Michele Maraglino

I MEDIOCRI

La Fame Dischi, 2012

Cantautorato autogestito, canzoni brade poco educate all’arrangiamento ma che hanno qualcosa da dire. Michele Maraglino, nativo di Taranto classe 1984, esordisce per l’etichetta La Fame Dischi, da lui stesso fondata, con un lavoro il cui peso si misura a parole, quelle di testi aspri, poco indulgenti nei confronti di un nemico eterno che veste i panni della mediocrità. Pezzi più amari che amareggiati, cioè canzoni d’attacco, che hanno ansia di mettere la distanza di un dito tra chi accusa e chi è accusato, in questo rischiando a volte di disegnare troppo in fretta la controparte del torto. Ma anche quando il bersaglio è troppo facile i messaggi passano, e un po’ di sana incazzatura fa sempre bene. Tra pezzi più e meno riusciti, una voce incolta e un po’ roca racconta di una dimensione in cui, ancora, il privato è politico. Viene condannata l’ipocrisia di chi rinuncia nella veloce Verranno a dirti che c’è un muro sopra, dove ci sembrano aver colto nel segno versi come “Avere quindici anni e non aver lavoro/averne uno a trenta e non sentirsi il cuore”; “Avere sensi di colpa non ci serve a niente/a me serve il coraggio di sembrare pazzo/perché quando decidi che decidi tu/non devi aver paura di sembrare pazzo”. Ne fa il bis il seguito più ambiguo di Vita mediocre.

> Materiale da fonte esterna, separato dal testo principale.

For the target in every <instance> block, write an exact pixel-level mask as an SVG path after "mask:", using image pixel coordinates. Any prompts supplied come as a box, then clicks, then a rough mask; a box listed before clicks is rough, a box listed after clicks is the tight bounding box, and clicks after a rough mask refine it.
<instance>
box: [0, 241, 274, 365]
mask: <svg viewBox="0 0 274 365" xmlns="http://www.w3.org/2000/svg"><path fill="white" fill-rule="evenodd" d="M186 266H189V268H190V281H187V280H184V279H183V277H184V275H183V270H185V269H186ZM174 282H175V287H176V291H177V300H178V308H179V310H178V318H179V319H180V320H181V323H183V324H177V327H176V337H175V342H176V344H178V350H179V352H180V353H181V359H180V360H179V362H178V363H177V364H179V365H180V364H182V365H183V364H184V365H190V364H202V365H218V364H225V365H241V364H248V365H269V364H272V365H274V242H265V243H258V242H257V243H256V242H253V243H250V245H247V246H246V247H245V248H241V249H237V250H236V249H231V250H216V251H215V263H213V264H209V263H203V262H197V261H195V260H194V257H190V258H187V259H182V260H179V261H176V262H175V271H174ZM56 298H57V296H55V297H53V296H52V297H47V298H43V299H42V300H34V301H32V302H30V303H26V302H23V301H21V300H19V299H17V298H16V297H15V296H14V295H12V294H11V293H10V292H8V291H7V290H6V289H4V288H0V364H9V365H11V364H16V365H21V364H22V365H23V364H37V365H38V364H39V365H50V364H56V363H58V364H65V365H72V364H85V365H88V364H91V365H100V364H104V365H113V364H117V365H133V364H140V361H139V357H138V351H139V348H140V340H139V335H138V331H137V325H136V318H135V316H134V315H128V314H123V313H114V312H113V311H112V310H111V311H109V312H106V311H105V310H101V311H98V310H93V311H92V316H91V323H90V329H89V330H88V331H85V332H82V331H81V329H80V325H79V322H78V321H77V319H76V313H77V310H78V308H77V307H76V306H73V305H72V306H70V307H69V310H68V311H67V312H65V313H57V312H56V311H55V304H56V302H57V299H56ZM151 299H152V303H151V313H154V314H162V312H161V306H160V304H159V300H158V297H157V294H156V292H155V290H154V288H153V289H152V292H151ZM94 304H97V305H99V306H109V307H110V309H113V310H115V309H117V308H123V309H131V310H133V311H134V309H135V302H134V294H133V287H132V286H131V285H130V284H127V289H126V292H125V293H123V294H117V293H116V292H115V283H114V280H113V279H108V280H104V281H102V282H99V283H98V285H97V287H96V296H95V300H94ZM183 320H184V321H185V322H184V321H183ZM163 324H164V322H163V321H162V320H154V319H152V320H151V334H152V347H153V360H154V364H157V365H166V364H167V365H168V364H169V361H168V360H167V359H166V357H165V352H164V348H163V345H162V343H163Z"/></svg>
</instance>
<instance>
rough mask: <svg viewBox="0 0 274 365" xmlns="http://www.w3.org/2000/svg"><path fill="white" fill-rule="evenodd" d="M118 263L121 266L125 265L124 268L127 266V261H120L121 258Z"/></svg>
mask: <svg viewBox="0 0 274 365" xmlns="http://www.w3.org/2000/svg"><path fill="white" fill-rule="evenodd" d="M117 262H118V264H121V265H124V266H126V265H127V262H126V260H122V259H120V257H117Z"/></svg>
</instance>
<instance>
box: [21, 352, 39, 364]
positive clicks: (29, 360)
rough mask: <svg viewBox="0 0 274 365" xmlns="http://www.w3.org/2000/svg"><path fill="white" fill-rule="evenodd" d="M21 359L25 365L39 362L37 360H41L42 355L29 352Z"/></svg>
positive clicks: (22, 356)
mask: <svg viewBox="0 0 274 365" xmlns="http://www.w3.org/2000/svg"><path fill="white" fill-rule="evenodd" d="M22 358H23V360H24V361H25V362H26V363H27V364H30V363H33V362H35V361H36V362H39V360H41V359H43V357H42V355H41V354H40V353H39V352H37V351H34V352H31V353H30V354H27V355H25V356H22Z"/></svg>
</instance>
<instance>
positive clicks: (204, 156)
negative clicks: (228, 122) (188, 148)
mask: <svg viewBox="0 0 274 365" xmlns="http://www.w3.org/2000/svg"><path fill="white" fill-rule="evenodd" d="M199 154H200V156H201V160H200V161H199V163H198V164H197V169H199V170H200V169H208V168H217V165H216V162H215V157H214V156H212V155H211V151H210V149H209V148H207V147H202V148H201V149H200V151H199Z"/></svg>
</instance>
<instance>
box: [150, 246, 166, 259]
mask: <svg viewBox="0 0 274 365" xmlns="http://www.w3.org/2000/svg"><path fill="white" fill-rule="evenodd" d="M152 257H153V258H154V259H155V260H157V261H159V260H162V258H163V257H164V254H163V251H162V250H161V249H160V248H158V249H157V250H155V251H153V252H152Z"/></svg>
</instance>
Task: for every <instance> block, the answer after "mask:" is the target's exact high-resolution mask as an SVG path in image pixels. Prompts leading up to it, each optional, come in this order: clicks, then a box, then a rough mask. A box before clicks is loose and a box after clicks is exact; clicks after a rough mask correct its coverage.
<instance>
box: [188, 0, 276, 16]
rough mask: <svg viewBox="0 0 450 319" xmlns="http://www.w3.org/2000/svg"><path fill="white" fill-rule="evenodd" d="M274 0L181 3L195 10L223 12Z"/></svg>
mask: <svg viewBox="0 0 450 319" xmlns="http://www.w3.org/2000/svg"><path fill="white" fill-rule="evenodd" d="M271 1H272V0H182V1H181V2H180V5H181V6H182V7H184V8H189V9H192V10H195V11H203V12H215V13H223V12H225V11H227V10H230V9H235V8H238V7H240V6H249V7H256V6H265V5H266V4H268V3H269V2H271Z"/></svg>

Il terzo tempo si conclude con la sentitissima Taranto, pianto per una terra, la propria, che si è costretti ad abbandonare, e insieme denuncia di una situazione, come quella dell’Ilva acettata per necessità e taciuta per indifferenza. Gli anelli centrali del disco, i tre pezzi mediani, sono quelli che attingono al vissuto più intimo ma forse anche quelli più deboli, dove la veemenza contestativa non riesce a convertirsi in una riflessione più personale di uguale forza. Si ritorna in carreggiata con Lavorare gratis, invettiva contro lo sfruttamento del lavoro non retribuito, e con la controversa L’aperitivo, dove questo rito della società moderna viene demonizzato (qualcuno gli ha dato del “cattocomunista”) come specchio di una società che “pensa a divertirsi” (virgolette di chi scrive, che si rende conto per la prima volta della contraddittorietà dell’espressione). Si chiude con la distensione anestetica di Tutto come prima, in fondo, si sarebbe portati a pensare, come l’impressione che lascia questo album. Pure la volontà c’è, allora non resta che abbracciare un pensiero, musicale e non, più complesso e che si faccia carico di molte più sfumature.